Slalomant entre les flaques d’eau, il se dirigea vers un placard. Il n’était pas sûr que les trois garçons le suivaient, mais ils s’emparèrent de la serpillière, du balai et de l’éponge qu’il leur tendit sans trop d’hésitation.

« Vous allez nettoyer ça. » Je reviens dans cinq minutes, assurez-vous que ces toilettes sont dans le même état qu’à votre arrivée. »

Depuis son comptoir, Arthur entendait à nouveau les garçons s’appeler, mais ils semblaient partager la tâche et les rires étaient moins forts. Il regarda sa montre, laissa exactement cinq minutes s’écouler, puis revint ouvrir la porte. L’un des garçons finissait d’essorer la serpillère tandis que les deux autres essuyaient encore maladroitement les murs carrelés. Les toilettes étaient encore une fois dans un état passable.

 » C’est bon, déclara Arthur, secrètement soulagé, tu peux partir. »

Les trois adolescents rangeèrent les produits de nettoyage dans le placard et se dirigèrent vers la sortie. Sur le trottoir chaud, le dernier, un garçon obèse aux cheveux noirs coupés en ras du cou, se tourna vers Arthur :

« Monsieur, n’avez-vous pas autre chose à nous faire? » »

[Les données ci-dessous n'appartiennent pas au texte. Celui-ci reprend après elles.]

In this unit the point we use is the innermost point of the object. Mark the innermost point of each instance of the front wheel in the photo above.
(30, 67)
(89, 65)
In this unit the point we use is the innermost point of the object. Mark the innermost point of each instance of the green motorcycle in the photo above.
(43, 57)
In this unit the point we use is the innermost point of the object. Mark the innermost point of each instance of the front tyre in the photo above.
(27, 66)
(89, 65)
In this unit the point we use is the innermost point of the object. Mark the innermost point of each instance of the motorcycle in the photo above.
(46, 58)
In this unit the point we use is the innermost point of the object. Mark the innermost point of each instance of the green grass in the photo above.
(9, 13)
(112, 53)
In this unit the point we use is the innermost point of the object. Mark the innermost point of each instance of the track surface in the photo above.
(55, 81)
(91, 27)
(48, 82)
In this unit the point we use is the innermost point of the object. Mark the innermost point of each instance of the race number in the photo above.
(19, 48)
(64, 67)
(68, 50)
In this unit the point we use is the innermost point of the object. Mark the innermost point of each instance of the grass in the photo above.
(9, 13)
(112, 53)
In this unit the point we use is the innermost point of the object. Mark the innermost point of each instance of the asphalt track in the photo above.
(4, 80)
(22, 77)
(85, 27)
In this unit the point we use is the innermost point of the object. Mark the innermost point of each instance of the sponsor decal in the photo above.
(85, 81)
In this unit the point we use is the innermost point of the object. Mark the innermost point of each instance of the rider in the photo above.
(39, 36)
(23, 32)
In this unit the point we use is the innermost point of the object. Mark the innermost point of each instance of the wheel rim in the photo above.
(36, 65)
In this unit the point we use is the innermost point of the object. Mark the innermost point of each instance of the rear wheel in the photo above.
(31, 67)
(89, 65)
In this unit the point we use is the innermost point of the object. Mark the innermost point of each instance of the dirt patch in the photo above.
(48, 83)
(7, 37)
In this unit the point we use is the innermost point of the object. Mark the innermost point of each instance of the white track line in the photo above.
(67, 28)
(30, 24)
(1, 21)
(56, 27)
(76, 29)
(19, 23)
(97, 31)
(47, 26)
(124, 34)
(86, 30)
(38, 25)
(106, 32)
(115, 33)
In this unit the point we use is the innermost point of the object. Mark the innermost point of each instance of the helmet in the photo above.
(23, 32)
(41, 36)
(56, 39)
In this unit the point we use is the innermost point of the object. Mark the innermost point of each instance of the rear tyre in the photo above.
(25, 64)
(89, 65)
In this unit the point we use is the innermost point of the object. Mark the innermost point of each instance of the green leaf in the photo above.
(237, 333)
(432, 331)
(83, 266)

Arthur pensait qu’il s’agissait d’une petite provocation de la part de l’adolescent. Cependant, les trois visages attentifs démentaient cette idée ; la question était sincère.

« Es-tu conscient que ce que je t’ai demandé de faire était une sorte de punition ? » « , osa Arthur.

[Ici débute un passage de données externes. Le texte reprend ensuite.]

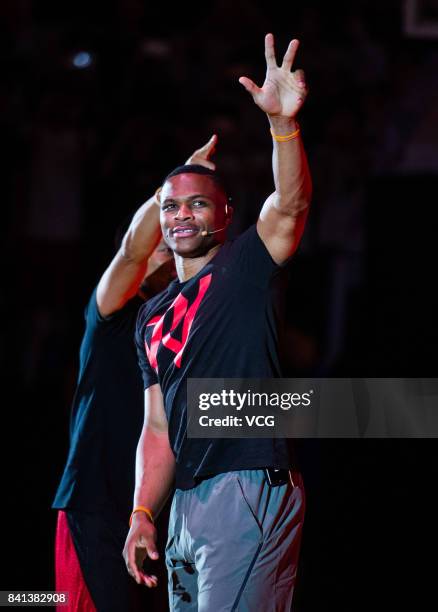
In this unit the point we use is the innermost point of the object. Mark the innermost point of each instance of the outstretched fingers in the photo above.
(249, 85)
(289, 56)
(271, 62)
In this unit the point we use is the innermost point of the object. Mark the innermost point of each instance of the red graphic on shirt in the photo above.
(181, 310)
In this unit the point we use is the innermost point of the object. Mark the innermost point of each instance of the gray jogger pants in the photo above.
(234, 543)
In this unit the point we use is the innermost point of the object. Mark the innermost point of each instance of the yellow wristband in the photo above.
(286, 137)
(147, 511)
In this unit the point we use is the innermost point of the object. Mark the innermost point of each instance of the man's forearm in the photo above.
(143, 233)
(155, 470)
(292, 180)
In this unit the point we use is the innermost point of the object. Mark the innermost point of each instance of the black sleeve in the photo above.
(148, 373)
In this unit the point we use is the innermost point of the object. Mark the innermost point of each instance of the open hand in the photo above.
(283, 92)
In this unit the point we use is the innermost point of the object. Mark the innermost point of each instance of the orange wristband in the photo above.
(147, 511)
(286, 137)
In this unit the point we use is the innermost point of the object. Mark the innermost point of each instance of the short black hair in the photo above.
(198, 169)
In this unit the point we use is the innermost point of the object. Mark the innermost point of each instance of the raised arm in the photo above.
(282, 218)
(122, 278)
(154, 476)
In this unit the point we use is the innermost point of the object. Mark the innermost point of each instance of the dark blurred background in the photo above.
(98, 101)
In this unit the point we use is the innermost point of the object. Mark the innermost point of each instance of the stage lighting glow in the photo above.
(82, 60)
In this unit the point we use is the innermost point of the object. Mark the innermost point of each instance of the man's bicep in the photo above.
(118, 284)
(155, 415)
(280, 232)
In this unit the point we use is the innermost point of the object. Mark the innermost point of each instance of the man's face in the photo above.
(190, 204)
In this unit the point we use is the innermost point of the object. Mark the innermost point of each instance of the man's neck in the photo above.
(186, 267)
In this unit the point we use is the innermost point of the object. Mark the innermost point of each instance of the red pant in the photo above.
(68, 571)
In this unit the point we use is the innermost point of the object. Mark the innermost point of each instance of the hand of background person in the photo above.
(283, 92)
(202, 156)
(141, 543)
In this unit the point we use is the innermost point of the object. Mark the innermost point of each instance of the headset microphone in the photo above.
(209, 233)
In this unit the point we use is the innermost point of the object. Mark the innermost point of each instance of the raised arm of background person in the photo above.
(282, 218)
(154, 477)
(122, 278)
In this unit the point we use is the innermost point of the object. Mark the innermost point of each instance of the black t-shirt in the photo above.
(221, 323)
(107, 416)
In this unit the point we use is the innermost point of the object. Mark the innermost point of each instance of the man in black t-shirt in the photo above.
(233, 538)
(94, 497)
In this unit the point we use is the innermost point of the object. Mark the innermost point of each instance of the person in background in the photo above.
(95, 493)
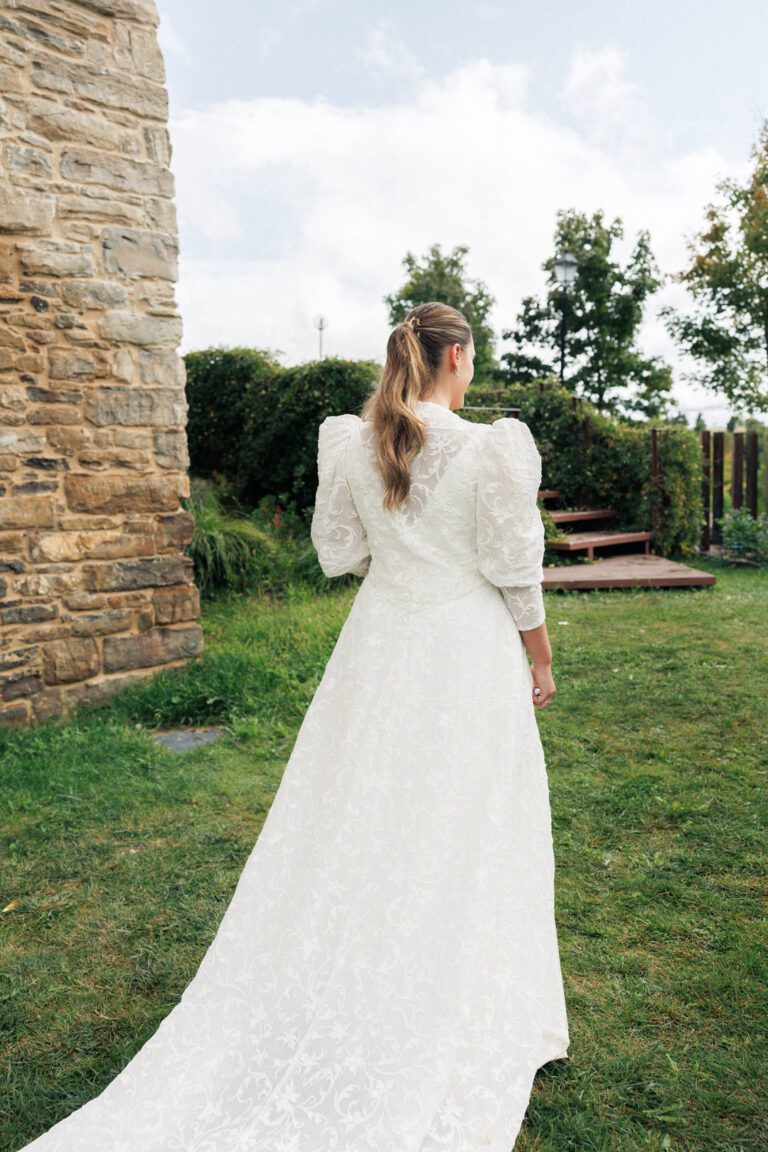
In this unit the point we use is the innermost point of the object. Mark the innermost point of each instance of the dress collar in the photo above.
(436, 412)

L’adolescent haussa les épaules, baissa la tête et murmura :

« Non mais… si tu as autre chose, ça nous va. »

Arthur comprit à ce moment-là à quel point ces garçons s’ennuyaient. Son cœur se gonfla, il se sentait impuissant. Le film allait se terminer, les quelques spectateurs allaient bientôt repartir en file indienne, une nouvelle projection allait commencer vingt minutes plus tard. Il secoua la tête et les renvoya dans la rue baignée de soleil. Il soupçonnait d’où ils venaient : de Floréal ou des Cosmonautes, de quartiers éloignés du centre, où depuis les dernières émeutes, aucun bus ne circulait, où la poste et la maison des jeunes étaient fermées depuis longtemps, tandis que les commerces il n’y avait qu’un lointain souvenir dans l’esprit des plus anciens habitants. On pourrait vraiment s’y ennuyer.

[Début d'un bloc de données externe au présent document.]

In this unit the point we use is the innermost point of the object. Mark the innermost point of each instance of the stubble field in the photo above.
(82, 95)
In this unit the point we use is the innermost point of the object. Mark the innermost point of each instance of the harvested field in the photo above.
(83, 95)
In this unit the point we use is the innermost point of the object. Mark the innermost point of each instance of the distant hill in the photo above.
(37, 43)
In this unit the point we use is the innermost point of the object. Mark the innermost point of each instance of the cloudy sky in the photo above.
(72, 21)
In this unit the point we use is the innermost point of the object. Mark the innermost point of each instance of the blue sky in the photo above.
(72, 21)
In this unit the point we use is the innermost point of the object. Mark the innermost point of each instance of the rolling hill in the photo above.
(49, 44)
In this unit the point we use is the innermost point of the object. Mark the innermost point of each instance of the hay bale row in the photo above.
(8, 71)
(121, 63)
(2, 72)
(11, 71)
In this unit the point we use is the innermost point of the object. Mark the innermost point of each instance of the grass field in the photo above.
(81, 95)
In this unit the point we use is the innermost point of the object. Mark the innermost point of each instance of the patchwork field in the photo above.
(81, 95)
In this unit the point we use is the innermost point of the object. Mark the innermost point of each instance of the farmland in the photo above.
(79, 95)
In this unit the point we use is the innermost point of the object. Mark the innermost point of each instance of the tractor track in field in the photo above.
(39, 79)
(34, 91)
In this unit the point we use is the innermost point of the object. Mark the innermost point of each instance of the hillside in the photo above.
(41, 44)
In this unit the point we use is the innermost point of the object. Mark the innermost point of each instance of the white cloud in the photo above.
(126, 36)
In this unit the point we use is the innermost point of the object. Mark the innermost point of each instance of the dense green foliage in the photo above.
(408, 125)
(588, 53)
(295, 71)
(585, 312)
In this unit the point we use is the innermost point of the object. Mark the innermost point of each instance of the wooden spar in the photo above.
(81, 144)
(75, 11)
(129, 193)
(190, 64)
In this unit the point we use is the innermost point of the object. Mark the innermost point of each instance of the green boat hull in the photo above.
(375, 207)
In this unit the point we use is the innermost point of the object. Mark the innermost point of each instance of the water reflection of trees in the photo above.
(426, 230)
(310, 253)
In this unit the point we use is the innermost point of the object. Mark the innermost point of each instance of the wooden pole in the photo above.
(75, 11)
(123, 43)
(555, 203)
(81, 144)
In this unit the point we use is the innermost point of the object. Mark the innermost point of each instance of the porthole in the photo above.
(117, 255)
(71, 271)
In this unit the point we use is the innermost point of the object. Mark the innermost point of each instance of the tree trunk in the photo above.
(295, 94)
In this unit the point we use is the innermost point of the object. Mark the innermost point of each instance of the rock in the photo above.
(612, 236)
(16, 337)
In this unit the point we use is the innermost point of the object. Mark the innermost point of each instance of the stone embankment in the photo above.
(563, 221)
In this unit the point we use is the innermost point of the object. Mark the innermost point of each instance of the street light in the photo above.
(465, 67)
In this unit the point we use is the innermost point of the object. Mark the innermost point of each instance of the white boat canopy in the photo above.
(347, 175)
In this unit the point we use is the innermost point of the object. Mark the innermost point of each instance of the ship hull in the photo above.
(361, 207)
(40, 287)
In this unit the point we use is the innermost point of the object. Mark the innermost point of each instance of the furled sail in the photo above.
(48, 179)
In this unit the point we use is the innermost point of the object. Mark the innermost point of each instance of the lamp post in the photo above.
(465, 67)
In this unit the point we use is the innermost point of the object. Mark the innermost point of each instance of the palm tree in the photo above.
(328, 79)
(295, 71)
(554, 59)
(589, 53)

En un éclair, il imagina les garçons au pied des hautes tours des immeubles, où se croisaient mères de famille avec poussettes, chômeurs en fin de droits, trafiquants de drogue en tout genre. Dans cet été interminable, ils rôtissaient sur l’asphalte. En hiver, le poids du ciel pesait sur leurs épaules. Au loin, le Stade de France n’était qu’une forteresse au milieu des autoroutes.

Engagements

Il y a quelques mois, on retrouvait encore des jardins partagés dans ces quartiers. Mais comme une étude montrait que la pollution des sols par les métaux lourds et les huiles industrielles durerait plusieurs siècles, la mairie en avait interdit l’accès. Les chefs du quartier avaient rangé des pelles et des paquets de graines. Les tournesols poussaient désormais en désordre, mêlés aux pivoines et aux anémones qui résistaient encore à la sécheresse. Jardiner était devenu, pour les jeunes, une activité synonyme d’empoisonnement.

Arthur jeta un coup d’œil par la fenêtre. Assis sur un banc sale, le ballon sous un pied, les trois garçons discutaient entre eux. Mon Dieu, il aimait cette ville, pensa Arthur pour la millième fois.